Lipoma. Every bit of Latin I ever learned crammed into the front of my brain. Lipo was fat, I was pretty sure. Oma. Well, that didn’t sound good. Sarcoma, lymphoma, any -oma generally seemed to come with a bad ending as far as I could figure. But “fat cancer” didn’t seem right. Leave it to me, I thought. To get “fat cancer”. That would be fun to explain to people. I waited. I looked at the December Time magazine on the counter. I read the posters on bronchitis and circulatory problems and encouraging your children to get exercise. I counted seconds.

And then my doctor arrived. She ran me through the same battery of tests and began poking at my joints. Wherever she poked, it didn’t hurt. Until it did. Just along the bottom of my left elbow joint. And then she and the student doctor looked at one another. “Do you play golf?” she asked. Of course I don’t play golf. I haven’t played sports involving balls since that volleyball hit me on the head in gym class in ninth grade. “Well, nonetheless. You have ‘golf elbow’. You’ll be fine.” The problem- apparently I lean and strain my left elbow repeatedly which has either pinched a nerve or strained the tendon. The cure for both is not to do that anymore, and to exercise with a stress ball, gradually increasing the strength.

And the lump? I was actually kind of right (thanks Latin!). A lipoma is a fatty cyst. A perfectly harmless fatty cyst. She poked it, prodded it, and pronounced it “definitely not cancer. You’ll be fine.” Essentially, unless it starts to do the rhumba, I can leave it be. And it will do the same for me.

Which means that I have spent the week planning for how to make my house wheelchair accessible and when exactly to shave my head rather than see my hair fall out from the chemo.
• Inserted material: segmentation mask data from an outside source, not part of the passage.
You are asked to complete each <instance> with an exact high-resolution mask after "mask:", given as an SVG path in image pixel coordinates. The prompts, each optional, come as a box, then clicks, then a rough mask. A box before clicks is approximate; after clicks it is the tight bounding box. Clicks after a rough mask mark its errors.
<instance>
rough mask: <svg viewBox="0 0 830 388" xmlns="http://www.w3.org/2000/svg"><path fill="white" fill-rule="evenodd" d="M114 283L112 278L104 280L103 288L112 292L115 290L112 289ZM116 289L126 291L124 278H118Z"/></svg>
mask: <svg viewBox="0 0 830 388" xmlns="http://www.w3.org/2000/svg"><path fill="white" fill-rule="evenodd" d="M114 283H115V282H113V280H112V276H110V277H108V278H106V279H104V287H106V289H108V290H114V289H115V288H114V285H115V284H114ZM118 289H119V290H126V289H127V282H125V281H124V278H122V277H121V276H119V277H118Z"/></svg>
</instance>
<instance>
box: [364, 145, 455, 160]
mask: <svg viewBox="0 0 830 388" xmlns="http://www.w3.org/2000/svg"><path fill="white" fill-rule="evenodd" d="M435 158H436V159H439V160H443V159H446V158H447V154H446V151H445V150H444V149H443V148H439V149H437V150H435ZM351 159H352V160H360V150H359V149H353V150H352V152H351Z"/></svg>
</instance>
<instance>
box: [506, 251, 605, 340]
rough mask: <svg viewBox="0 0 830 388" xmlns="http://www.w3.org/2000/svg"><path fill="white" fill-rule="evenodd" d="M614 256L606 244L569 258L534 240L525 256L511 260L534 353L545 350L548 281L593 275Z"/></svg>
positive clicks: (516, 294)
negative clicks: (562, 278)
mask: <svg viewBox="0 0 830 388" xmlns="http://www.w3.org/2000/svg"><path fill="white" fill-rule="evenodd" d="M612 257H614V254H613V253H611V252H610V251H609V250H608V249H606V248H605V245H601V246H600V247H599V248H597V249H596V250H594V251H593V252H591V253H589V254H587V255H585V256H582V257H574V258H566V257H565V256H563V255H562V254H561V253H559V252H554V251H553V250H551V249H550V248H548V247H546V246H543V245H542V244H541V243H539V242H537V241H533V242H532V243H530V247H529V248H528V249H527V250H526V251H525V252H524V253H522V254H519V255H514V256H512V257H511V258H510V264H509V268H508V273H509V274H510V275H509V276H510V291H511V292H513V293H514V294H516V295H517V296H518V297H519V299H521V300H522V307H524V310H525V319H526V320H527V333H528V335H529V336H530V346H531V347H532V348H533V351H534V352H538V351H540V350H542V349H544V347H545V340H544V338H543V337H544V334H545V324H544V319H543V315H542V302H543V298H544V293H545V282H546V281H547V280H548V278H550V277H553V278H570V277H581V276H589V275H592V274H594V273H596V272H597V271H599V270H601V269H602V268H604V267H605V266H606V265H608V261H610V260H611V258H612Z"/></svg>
And I have golf elbow and a fat lump. Really sometimes I disgust myself. But next time, hopefully I’ll make the appointment sooner,  giving me less time to dwell.

I called BC, mentioned I was cancer-free and was off for a beer and a celebration. And I hope everyone is lucky enough to have friends who can celebrate “not cancer” on a Thursday night. And who forgive a Saturday night blow-out over silly trivialities to celebrate each other on a moment’s notice.

Tomorrow it’s back to life as usual. And in the meantime, I can be glad I only have Friday to survive. Then I can spend the weekend celebrating some more. I am a very lucky woman. In more ways than one.